There’s a moment on the road out on the town, windows up, Phil Collins climbing towards that drum in “In the Air Tonight”, where cadillac optic The press car stops being and becomes a problem. The problem is that I didn’t want to give it back.
We had it for a week. By Sunday night I emailed Cadillac asking for a few more days, which I don’t usually do. Press debts are like footballers’ wives. They come, they go, you don’t learn to connect. I wanted to keep it going, and that’s what I’m always told.
I’ll get the bad news out of the way, because there is some, and pretending otherwise would just make me one of those reviewers who had canapés.

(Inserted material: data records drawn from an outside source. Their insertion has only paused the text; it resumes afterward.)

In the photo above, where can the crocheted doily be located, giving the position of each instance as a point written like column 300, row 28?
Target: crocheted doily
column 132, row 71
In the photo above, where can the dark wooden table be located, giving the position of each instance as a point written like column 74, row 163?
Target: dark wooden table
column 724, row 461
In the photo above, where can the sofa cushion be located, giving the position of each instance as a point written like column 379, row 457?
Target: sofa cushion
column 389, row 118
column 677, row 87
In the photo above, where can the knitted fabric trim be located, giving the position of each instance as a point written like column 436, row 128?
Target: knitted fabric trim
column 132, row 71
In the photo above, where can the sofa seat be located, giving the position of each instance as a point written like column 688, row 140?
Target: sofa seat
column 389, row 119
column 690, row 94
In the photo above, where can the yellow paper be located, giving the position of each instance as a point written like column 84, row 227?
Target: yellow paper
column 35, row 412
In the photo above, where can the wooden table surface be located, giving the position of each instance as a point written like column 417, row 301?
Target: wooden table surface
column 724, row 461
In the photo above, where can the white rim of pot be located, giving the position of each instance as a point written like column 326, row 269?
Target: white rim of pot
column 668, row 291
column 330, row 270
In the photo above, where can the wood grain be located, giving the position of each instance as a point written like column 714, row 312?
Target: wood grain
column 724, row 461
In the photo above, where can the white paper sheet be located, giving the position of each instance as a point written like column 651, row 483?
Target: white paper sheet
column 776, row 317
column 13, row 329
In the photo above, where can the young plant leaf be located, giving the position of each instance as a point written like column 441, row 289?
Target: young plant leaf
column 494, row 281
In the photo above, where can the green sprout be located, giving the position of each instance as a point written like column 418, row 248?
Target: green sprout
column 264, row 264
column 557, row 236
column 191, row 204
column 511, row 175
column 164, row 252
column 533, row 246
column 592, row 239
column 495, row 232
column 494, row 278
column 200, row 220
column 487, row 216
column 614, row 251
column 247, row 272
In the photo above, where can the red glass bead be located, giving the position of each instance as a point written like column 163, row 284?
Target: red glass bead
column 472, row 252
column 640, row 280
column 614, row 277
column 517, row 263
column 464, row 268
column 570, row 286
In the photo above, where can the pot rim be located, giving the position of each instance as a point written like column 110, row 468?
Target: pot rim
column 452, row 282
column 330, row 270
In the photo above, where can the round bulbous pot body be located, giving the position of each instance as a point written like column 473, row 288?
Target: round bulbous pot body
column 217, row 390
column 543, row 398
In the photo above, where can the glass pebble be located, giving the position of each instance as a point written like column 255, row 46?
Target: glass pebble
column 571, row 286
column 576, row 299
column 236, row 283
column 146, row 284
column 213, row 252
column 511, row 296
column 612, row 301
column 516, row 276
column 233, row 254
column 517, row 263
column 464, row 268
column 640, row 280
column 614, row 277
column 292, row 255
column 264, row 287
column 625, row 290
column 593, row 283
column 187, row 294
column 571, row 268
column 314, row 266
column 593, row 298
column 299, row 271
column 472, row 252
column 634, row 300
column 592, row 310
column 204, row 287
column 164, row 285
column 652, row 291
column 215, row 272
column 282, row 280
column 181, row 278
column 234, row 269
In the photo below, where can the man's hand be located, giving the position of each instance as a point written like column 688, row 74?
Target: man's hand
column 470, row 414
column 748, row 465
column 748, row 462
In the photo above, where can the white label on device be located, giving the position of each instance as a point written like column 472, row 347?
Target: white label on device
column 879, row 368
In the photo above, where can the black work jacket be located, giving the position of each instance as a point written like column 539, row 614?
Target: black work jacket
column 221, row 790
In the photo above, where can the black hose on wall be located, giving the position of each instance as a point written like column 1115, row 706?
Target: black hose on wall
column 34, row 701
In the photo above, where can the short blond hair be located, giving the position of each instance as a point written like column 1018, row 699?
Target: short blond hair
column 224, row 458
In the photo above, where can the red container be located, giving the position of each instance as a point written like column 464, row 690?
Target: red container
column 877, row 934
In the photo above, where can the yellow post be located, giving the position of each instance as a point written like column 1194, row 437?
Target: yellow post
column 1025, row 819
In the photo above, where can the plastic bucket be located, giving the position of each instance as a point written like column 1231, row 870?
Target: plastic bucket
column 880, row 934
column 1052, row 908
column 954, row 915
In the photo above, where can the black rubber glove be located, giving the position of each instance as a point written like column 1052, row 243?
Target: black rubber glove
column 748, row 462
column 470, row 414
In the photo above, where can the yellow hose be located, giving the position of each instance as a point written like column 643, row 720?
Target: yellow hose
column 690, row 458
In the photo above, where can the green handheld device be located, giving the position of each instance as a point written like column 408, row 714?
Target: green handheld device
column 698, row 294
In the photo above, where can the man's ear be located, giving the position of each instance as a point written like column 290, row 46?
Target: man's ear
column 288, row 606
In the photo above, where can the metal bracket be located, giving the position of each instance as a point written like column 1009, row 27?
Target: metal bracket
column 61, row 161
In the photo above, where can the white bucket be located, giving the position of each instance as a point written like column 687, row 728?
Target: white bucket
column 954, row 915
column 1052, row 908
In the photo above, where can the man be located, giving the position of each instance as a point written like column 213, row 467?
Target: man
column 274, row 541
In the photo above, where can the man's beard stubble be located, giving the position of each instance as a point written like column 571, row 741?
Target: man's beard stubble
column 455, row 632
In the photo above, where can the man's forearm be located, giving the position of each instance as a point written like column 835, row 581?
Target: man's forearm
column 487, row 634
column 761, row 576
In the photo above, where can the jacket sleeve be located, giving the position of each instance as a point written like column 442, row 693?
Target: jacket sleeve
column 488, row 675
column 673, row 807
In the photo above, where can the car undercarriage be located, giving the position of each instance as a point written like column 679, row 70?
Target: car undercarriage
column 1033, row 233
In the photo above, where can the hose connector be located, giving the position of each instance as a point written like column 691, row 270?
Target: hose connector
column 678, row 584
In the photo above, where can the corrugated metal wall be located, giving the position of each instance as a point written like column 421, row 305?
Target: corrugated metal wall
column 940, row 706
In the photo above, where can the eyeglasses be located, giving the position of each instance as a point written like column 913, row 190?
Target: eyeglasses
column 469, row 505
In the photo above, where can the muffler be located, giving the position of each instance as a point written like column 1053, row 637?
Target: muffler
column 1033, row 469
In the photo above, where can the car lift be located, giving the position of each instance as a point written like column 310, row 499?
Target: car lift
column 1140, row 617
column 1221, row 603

But first, the size. Because size is everything.
Curated news for men,
Sent to your inbox.
Join the DMARGE Newsletter – Be the first to receive the latest news and exclusive stories on style, travel, luxury, cars and watches. Straight to your inbox.
Related: Meet the luxury SUV that offers looks, comfort and performance at a great price
Size is confusing – neither big, nor small
The OPTIQ is Cadillac’s smallest and “cheapest” model, which in American terms means it’s still 4,823 mm long and almost two meters wide. In Australian terms, that makes it about the size of a wagon, and I mean that’s the highest praise I can say for a car.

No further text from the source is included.